God hates fags

Donnie Davies, straightening teh gheys like an orthodontist for your eros!Donnie Davies says so, and sang so, so, so very eloquently that it brought tears to the eyes of many a listener for many a happy hour until tragedy struck.

YouTube hates Donnie Davies.

It’s true.

Well friends, YouTube took down the video that Evening Service and I have worked so hard on. I don’t know what hurts more; being censored because of my message or people making fun of my weight. Hopefully MySpace believes in freedom of expression more than Google does. Maybe China isn’t the only country Google is censoring. ;-)

Spread the Word
Keep the Faith

Donnie D.

ps. If any of ya’ll post the video anywhere else please tell us!

(Oh, you mean like here?)

Donnie Davies, PastorDavies on AIM if you’re looking to chat (paging Mark Foley!), heads up Love God’s Way, an organization of passionately engaged Christians with a mission to help the bent go straight. They have helpful lists of Gay Bands (Eminem! Who knew???Oh, my mistake: he’s talking about Em in men!) and Safe Bands (Cyndi Lauper: again, who knew???) Here is a pullquote from their program page, CHOPS.

“Suffering is one very long moment. We cannot divide it by seasons. We can only record its moods, and chronicle their return. With us time itself does not progress. It revolves. It seems to circle round one centre of pain.”
–Oscar Wilde (reformed homosexual)

So What is This About?

C.H.O.P.S is the powerful new program developed by Christian Youth expert Donnie Davies. C.H.O.P.S stands for CHANGING HOMOSEXUALS into ORDINARY PEOPLE…

You are not alone and guess what, God Loves You even if he hates your Homosexuality. You just can’t stay that way. Let me help you love yourself. Follow me and together we’ll C.H.O.P.S away the Gay.

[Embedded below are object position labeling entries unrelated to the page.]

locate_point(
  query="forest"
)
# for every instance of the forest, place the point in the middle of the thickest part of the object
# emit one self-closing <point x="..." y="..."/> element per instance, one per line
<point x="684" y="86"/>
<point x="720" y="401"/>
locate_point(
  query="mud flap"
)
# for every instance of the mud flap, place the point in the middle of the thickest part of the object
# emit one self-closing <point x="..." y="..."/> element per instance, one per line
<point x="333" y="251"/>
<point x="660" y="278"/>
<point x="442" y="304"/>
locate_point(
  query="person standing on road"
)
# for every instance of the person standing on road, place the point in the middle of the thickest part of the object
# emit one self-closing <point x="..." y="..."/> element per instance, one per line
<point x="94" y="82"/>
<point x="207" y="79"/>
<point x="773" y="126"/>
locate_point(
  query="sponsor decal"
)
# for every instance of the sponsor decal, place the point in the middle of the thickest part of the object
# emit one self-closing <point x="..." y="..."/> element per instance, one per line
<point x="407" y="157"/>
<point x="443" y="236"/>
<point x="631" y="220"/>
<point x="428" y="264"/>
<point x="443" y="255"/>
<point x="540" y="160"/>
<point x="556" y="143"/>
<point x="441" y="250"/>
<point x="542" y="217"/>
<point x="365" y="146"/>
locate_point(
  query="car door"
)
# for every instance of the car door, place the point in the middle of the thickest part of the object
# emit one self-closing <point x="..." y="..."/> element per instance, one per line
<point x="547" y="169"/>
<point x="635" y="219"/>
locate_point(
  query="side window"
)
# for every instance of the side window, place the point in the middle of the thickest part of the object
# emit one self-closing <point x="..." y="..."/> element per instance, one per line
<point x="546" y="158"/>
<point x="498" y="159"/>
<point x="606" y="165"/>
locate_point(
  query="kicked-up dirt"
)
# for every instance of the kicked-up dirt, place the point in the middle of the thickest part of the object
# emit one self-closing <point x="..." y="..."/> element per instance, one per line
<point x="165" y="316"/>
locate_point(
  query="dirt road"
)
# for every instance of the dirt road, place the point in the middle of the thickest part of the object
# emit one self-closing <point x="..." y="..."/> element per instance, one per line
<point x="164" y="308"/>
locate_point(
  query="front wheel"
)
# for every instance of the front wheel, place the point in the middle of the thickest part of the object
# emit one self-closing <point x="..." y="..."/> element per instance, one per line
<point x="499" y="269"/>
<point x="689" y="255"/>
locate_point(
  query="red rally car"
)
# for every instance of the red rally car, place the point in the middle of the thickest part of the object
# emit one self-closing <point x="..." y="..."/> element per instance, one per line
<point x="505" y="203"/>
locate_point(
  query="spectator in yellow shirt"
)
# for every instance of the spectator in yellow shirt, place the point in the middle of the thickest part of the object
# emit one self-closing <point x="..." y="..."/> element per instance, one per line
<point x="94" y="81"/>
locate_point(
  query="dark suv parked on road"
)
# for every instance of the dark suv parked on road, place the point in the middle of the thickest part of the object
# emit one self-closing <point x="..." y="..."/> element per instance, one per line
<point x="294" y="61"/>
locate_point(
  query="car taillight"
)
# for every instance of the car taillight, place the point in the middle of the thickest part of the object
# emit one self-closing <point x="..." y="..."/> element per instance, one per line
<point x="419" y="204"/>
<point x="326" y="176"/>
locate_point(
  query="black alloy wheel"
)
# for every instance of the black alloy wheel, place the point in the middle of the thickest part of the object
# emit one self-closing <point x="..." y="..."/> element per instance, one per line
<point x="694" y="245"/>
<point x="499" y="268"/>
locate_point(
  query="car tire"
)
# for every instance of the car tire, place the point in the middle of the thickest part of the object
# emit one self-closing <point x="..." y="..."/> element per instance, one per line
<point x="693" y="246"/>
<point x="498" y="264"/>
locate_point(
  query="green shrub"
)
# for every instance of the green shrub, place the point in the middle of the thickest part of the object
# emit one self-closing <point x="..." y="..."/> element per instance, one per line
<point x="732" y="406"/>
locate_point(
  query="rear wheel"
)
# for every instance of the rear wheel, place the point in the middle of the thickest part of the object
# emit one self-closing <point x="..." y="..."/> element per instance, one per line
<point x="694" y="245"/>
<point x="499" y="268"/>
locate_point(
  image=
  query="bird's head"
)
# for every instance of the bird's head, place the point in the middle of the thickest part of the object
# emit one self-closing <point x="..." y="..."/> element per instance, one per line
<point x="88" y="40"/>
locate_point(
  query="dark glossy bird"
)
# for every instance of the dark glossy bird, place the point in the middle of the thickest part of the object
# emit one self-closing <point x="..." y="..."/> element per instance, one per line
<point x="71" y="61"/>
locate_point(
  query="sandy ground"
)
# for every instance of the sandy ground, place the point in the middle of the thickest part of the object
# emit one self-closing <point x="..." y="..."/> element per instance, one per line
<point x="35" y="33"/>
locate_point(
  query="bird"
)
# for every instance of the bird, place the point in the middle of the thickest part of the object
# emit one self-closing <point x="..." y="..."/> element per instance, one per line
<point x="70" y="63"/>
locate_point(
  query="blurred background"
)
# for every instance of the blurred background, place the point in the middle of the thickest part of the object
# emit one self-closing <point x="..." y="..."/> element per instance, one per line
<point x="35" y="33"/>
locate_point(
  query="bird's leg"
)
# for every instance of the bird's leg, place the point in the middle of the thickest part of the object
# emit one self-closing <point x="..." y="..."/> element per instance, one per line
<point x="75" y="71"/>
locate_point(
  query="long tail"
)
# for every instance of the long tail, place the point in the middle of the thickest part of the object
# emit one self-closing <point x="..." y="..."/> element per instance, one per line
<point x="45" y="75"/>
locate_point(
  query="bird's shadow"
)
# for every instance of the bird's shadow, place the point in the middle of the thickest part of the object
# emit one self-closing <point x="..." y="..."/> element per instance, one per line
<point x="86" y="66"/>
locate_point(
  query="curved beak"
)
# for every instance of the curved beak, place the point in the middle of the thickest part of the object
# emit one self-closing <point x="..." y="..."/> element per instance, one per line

And, from Davies’ own personal website:

Oscar Wilde, my hero, was a reformed homosexual. He went to prison for his sins. Once he was alone with his thouhgts, in jail, he saw the errors of his ways and repented. He died as a Christian. While I’m not advocating jailing all Homosexuals, I do think it would benefit them greatly. It would be for their own good. When a person is forced to think they will generally be able to see their problems and solve them by themselves.

Davies‘ band, the aptly-titled “Evening Service” recorded their touching tune “The Bible Says” only today, but after only a brief flowering of press attention YouTube pulled the plug. Right now, it’s up on Evening Service‘s page here (for now). Anybody got a good capture program?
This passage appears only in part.